Morning Devotion for the Season of Advent
December 16, 2024
Philippians 4:4-7
Rejoice in the Lord always. I will say it again: Rejoice! 5 Let your gentleness be evident to all. The Lord is near. 6 Do not be anxious about anything, but in every situation, by prayer and petition, with thanksgiving, present your requests to God. 7 And the peace of God, which transcends all understanding, will guard your hearts and your minds in Christ Jesus.
Meditation - Glenn Beamer
When I read Paul’s letters in the New Testament, I perceive his suggestions and admonitions coming from an energetic, confident disciple of Christ. But the reading from Philippians strikes me as measured & humble. Paul’s recommendation, “Let your gentleness be evident to all.” comes across as thoughtful and calming – a call to the Peace of Christ. By relieving our anxiety and becoming gentle we can create new spaces in which God can work through us and transcend our toughness. We become the vessel through which Christ’s most powerful love, redemptive love, can occur.

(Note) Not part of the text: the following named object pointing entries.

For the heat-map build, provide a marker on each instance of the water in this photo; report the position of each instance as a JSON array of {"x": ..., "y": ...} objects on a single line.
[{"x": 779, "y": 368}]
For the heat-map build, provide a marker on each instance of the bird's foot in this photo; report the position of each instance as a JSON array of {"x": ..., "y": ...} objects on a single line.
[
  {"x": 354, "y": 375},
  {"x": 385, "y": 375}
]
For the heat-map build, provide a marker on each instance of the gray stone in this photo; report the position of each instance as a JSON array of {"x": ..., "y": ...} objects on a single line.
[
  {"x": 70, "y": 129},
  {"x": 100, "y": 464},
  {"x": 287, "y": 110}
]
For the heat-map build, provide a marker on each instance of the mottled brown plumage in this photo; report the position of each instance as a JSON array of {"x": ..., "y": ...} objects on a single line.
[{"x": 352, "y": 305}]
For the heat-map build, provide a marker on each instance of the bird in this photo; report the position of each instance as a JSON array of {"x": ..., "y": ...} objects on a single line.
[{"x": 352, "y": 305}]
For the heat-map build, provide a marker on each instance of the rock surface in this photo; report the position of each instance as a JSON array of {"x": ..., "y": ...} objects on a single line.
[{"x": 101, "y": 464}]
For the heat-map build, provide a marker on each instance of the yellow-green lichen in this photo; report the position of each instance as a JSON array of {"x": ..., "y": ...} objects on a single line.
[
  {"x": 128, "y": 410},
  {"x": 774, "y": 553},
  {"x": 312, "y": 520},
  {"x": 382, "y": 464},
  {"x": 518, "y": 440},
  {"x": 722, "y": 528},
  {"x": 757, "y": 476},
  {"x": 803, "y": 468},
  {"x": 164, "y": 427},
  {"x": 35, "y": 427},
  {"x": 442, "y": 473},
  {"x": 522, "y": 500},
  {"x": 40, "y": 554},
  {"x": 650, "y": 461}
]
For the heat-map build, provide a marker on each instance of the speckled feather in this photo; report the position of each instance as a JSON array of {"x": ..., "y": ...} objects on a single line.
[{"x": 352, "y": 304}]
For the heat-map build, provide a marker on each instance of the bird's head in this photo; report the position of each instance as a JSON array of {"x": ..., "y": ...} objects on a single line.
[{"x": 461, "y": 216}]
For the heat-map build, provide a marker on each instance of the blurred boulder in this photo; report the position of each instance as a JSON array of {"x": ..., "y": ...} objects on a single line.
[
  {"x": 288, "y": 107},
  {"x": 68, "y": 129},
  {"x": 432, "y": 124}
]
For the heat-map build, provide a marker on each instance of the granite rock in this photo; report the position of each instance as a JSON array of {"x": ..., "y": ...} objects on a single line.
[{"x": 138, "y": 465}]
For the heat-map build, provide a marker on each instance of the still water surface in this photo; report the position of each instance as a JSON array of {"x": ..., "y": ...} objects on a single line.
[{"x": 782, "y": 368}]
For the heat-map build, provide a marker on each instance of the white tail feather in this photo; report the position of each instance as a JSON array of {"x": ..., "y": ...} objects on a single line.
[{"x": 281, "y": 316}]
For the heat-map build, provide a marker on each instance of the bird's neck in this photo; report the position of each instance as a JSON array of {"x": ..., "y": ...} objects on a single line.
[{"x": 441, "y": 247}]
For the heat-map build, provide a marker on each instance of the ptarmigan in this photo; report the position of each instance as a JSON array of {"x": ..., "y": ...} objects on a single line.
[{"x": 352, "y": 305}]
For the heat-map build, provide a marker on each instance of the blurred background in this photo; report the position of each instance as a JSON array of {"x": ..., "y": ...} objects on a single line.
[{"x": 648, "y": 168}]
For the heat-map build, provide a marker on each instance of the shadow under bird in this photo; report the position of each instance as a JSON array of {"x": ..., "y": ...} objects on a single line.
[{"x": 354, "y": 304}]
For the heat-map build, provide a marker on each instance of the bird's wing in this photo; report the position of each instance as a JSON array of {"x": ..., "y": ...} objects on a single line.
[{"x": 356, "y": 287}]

In the aftermath of World War II, Europe and Asia faced catastrophic food shortages in which millions of people risked starvation. President Harry Truman, a New Deal Democrat, wrote and invited President Herbert Hoover, the Republican who had presided over the Great Depression, to the White House to discuss famine relief. Expecting no political benefit, Truman’s advisers had discouraged him from reaching out to Hoover. Hoover had long felt himself a pariah in Washington and public service.
Truman circumvented his staff, and Hoover came to the White House in 1945. Truman asked Hoover to serve as Honorary Chairman of the Famine Emergency Committee (FEC), Upon hearing Truman’s request, tears welled in Hoover’s eyes; he briefly excused himself from the oval office and then accepted whole heartedly the position. Harry Truman had set aside hard ball politics, and let his gentleness be evident. By relinquishing control to God, Truman created the transcendent space in which redemptive love occurred.
As the FEC Chairman, Herbert Hoover, then 71 years-old, traveled over 50,000 miles to thirty-eight nations. Years later, Hoover wrote to Truman, “Yours has been friendship which has reached deeper into my life than you know.”